D. Diagnostic Examinations
1. Duplex Doppler examination
a. Begin with the patient in the supine or in the reverse Trendelenberg position, with the leg bent slightly and relaxed out to the side.
b. Using a 5.0- to 7.0-MHz transducer in the transverse plane, start to image just above the crease of the groin.
c. Locate the common femoral vein. Evaluate the vein by compressing it until it is collapsed completely.
d. Continue in this fashion down the leg, evaluating the other vessels, compressing every 2 to 3 cm (Fig. 5.2).
e. When you get to the popliteal vein, slide your transducer behind the patient’s knee. This posterior approach will place the vein anterior to the artery on the screen.
f. The posterior tibial and peroneal veins may be evaluated by placing the transducer on the medial surface of the lower leg and sliding up from the ankle. With this approach, these veins are located between the tibia and the fibula. The posterior tibial veins are more anterior and just beneath a fascial plane connecting the tibia and the fibula. The peroneal veins are more posterior and just anterior and medial to the fibula.
g. You may also follow the calf veins in a posterior approach as they split off the popliteal vein. The anterior tibial vein may be found by placing the transducer on the anterior surface of the lower leg. They are located between the tibia and fibula, just anterior to the fascial plane between the two bones. They resemble “ants on a bridge.” Check for masses pressing on the veins (Baker cysts or lymph nodes.)
h. Obtain compression/noncompression gray scale images, color images, and duplex Doppler signals with augmentation (squeezing of the distal body part to cause a sudden rush of flow) of the following vessels:
(1) Common femoral vein with the origin of the greater saphenous vein (Fig. 5.3)
(2) Proximal superficial femoral vein with deep femoral vein (Fig. 5.4)
(3) Middle superficial femoral vein (Fig. 5.5)

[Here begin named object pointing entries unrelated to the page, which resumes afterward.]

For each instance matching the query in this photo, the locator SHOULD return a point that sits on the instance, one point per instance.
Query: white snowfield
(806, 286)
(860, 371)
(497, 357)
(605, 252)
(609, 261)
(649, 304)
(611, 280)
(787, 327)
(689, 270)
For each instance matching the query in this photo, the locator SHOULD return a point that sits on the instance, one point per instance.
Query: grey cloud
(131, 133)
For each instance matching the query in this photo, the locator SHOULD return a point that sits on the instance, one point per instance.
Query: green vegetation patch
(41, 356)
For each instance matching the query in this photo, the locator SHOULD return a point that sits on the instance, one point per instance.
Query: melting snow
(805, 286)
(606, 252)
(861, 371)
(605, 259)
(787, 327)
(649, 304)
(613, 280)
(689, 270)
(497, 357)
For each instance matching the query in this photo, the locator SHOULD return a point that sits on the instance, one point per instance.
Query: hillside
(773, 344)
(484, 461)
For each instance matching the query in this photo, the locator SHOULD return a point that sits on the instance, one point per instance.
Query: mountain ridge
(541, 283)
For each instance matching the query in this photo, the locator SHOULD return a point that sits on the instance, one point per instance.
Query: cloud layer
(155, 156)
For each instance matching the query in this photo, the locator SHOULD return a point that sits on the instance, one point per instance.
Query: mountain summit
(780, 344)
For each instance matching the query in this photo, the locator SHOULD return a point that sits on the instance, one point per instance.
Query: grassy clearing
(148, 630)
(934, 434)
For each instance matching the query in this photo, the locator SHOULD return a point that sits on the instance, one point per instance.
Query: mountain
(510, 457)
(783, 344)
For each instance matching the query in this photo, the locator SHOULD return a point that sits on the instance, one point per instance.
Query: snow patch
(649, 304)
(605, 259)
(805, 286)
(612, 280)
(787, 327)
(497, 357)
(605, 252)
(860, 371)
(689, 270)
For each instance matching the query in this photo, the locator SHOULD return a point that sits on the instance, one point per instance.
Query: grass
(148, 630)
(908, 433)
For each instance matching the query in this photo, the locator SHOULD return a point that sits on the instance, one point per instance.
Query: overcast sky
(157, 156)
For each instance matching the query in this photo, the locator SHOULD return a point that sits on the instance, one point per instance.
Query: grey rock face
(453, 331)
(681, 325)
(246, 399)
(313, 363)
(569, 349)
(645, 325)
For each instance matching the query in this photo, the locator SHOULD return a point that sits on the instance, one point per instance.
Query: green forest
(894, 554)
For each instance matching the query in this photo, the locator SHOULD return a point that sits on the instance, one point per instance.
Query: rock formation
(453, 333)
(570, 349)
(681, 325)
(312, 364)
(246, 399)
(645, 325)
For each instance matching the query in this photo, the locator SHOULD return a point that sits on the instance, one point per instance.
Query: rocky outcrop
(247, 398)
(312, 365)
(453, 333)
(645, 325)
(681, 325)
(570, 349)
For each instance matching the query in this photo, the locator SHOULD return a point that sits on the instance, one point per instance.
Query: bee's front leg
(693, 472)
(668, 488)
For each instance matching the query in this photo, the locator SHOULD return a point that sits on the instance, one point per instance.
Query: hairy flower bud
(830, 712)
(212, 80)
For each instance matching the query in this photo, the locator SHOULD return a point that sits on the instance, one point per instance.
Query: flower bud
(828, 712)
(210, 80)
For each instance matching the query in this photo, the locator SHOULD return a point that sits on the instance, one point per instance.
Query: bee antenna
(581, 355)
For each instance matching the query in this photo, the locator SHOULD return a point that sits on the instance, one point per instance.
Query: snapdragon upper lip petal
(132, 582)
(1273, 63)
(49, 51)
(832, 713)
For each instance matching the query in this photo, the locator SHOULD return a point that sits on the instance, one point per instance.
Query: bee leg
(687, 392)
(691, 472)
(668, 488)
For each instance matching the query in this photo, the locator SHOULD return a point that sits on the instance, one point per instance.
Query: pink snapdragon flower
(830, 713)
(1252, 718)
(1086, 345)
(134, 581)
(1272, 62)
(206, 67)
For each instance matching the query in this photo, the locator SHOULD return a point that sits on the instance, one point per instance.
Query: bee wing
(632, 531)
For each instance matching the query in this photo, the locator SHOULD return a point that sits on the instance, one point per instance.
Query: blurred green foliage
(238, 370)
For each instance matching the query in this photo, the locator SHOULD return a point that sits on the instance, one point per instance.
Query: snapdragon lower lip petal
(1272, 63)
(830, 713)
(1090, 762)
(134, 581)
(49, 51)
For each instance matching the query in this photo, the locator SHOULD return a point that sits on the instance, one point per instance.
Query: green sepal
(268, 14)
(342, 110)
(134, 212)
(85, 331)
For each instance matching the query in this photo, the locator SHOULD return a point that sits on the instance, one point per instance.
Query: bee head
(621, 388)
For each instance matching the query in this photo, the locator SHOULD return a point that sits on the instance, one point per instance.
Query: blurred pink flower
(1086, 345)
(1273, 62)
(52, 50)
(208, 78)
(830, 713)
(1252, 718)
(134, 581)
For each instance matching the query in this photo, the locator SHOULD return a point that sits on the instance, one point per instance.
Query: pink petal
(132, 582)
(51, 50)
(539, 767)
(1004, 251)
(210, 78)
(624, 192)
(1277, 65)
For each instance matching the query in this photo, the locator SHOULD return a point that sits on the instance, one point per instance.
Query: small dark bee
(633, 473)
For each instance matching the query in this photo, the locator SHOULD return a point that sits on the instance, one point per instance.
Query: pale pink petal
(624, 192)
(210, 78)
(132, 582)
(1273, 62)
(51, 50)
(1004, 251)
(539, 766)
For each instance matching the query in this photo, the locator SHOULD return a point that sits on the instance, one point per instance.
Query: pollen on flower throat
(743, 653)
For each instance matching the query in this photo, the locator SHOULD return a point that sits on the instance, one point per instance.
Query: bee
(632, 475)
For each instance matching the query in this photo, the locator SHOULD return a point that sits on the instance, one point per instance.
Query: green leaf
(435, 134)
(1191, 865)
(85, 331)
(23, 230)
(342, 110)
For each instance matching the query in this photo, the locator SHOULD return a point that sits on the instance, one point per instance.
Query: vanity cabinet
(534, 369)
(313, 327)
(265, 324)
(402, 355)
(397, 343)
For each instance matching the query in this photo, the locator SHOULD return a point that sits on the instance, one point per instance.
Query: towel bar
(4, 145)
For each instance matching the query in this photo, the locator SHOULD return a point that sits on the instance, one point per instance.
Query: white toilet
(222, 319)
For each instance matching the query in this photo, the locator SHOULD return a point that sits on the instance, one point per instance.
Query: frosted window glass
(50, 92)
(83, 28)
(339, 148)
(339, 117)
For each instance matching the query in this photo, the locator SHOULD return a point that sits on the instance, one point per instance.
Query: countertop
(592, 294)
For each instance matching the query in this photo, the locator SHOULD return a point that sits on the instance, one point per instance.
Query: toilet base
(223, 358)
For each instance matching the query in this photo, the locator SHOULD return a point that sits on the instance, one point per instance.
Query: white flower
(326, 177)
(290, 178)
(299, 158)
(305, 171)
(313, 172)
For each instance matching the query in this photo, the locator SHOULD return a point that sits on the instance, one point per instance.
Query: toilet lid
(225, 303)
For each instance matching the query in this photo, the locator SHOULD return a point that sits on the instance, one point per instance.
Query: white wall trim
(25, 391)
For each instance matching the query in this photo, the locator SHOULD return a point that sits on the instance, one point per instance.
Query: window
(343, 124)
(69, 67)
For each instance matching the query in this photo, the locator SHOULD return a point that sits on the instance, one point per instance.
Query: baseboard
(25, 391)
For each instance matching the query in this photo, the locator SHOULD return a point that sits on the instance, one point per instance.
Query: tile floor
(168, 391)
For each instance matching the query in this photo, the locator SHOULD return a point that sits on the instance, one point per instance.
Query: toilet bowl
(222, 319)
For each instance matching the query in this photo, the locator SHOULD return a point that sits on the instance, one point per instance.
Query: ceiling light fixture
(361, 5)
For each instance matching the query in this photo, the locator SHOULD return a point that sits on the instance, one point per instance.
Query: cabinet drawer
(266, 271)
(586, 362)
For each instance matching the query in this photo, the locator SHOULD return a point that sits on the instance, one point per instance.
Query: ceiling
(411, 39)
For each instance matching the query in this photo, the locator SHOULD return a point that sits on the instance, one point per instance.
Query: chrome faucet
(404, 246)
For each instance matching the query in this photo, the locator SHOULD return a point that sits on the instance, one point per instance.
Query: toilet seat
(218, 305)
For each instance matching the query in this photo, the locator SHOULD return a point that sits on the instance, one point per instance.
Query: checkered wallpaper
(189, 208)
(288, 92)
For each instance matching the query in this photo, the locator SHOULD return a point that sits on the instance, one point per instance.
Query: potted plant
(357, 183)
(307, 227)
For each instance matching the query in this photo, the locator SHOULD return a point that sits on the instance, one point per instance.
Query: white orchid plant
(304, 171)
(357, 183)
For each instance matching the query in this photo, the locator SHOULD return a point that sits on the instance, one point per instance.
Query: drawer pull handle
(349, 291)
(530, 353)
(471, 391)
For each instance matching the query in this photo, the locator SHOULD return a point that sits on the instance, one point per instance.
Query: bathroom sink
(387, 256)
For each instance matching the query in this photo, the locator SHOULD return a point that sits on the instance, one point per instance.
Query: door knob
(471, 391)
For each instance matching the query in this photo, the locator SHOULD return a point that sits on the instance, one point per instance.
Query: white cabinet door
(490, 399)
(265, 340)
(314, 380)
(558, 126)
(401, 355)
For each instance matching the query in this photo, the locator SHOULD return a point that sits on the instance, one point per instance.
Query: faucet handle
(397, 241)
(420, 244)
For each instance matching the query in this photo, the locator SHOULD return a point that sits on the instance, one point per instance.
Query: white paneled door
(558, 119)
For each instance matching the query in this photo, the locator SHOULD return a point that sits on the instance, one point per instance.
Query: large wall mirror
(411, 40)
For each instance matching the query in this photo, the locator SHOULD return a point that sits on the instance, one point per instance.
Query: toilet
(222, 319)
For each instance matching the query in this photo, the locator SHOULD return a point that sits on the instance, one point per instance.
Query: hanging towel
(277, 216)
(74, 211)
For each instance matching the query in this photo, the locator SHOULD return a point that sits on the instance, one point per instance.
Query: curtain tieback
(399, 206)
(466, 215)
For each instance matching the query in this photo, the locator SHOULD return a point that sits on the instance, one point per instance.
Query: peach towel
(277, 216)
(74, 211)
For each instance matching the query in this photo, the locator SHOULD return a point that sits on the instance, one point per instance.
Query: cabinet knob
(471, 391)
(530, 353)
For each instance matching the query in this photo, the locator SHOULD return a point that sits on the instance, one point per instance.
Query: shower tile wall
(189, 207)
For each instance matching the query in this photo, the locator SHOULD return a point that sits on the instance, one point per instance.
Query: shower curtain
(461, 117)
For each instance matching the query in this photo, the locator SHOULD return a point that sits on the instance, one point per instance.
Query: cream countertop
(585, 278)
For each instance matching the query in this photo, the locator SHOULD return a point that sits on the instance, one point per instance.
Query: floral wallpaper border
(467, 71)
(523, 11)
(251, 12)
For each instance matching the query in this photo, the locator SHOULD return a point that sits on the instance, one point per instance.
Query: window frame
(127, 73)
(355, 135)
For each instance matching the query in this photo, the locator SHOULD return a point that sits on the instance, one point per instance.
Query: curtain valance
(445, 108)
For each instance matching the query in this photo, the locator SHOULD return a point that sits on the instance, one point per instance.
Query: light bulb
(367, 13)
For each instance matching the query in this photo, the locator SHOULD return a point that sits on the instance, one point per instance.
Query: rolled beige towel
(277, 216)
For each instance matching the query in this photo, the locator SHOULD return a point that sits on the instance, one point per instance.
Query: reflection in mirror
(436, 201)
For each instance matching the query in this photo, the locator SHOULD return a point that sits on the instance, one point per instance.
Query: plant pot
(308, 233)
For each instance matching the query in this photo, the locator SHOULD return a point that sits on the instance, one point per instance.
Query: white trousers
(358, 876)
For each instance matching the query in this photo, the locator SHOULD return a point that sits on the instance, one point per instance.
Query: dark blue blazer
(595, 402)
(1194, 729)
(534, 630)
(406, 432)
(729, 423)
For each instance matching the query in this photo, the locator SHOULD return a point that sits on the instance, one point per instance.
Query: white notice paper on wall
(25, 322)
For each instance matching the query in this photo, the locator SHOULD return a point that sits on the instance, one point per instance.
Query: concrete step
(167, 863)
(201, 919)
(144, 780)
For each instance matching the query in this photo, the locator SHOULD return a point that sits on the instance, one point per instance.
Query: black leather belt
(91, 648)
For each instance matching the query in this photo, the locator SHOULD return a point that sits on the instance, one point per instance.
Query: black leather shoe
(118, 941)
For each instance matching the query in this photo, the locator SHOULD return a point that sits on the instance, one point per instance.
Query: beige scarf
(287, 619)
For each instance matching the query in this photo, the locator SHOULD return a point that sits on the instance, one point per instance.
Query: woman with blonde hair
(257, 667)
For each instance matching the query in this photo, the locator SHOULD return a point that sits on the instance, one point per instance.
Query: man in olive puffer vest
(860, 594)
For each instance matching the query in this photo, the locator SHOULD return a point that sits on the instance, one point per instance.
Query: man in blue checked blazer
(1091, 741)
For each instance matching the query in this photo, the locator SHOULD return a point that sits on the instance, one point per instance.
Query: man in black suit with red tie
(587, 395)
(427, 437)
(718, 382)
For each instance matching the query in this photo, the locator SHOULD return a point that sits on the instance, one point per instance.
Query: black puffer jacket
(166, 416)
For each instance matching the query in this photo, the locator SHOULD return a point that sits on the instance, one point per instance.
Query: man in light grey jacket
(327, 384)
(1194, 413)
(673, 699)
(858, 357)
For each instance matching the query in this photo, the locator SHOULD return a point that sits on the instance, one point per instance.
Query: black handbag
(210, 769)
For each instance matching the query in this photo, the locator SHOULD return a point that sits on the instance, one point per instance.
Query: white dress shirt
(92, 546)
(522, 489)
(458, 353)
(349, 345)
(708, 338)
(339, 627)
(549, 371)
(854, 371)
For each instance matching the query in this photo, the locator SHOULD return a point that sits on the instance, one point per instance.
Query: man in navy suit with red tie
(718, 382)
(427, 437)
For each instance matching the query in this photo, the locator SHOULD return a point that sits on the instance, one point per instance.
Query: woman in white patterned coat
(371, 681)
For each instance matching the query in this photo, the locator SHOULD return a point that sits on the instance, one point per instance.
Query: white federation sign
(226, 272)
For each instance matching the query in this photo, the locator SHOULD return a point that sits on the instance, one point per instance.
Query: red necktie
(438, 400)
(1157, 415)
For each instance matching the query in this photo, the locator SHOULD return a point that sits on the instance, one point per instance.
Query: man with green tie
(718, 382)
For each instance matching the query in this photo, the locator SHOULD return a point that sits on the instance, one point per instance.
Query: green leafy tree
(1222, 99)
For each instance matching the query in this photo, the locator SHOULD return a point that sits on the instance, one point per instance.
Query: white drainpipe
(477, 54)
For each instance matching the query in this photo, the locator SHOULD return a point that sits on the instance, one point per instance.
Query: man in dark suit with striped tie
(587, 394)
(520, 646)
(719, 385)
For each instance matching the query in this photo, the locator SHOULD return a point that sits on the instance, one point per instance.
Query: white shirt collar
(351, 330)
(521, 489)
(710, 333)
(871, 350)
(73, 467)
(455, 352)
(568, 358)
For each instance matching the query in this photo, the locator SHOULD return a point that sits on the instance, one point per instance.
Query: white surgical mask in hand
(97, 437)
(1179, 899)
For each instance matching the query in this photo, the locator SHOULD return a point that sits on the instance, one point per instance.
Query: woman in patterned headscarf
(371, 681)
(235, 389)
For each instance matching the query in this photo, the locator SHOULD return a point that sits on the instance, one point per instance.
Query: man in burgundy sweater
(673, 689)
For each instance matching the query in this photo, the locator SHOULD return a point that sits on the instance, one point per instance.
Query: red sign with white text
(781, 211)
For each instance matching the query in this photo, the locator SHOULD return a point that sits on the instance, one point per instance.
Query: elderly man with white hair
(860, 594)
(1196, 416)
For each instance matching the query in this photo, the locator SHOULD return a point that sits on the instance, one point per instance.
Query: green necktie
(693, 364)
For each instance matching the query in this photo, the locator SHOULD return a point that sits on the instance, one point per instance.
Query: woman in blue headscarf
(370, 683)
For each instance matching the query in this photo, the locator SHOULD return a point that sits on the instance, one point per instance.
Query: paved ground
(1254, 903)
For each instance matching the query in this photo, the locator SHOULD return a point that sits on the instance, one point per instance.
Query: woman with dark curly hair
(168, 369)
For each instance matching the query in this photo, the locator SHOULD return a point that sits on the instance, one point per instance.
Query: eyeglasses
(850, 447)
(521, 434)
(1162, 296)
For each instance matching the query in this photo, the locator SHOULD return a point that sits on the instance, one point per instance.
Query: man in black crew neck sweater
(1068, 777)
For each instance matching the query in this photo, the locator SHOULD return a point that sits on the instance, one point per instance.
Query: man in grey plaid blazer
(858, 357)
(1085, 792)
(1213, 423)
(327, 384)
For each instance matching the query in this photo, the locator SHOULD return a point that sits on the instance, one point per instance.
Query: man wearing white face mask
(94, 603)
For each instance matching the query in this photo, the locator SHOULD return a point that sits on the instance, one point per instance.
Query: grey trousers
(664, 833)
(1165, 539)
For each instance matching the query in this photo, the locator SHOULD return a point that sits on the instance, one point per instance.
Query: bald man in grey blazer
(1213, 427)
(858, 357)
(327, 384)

(4) Distal superficial femoral vein (Fig. 5.6)
(5) Popliteal vein (Fig. 5.7)
(6) Posterior tibial veins (Fig. 5.8)
(7) Peroneal veins
(8) Anterior tibial veins, if necessary (Fig. 5.9)
i. In addition, the common femoral vein may be interrogated with Doppler while the patient performs the Valsalva maneuver. This indirectly evaluates for obstruction in the pelvic veins.
j. The calf is not always evaluated in some medical centers since it is rare for DVT in the calf to cause pulmonary emboli. However, in other places it is evaluated routinely due to the 20% incidence of the clot traveling further up the leg, as well as the increased incidence of significant venous insufficiency after untreated calf DVT.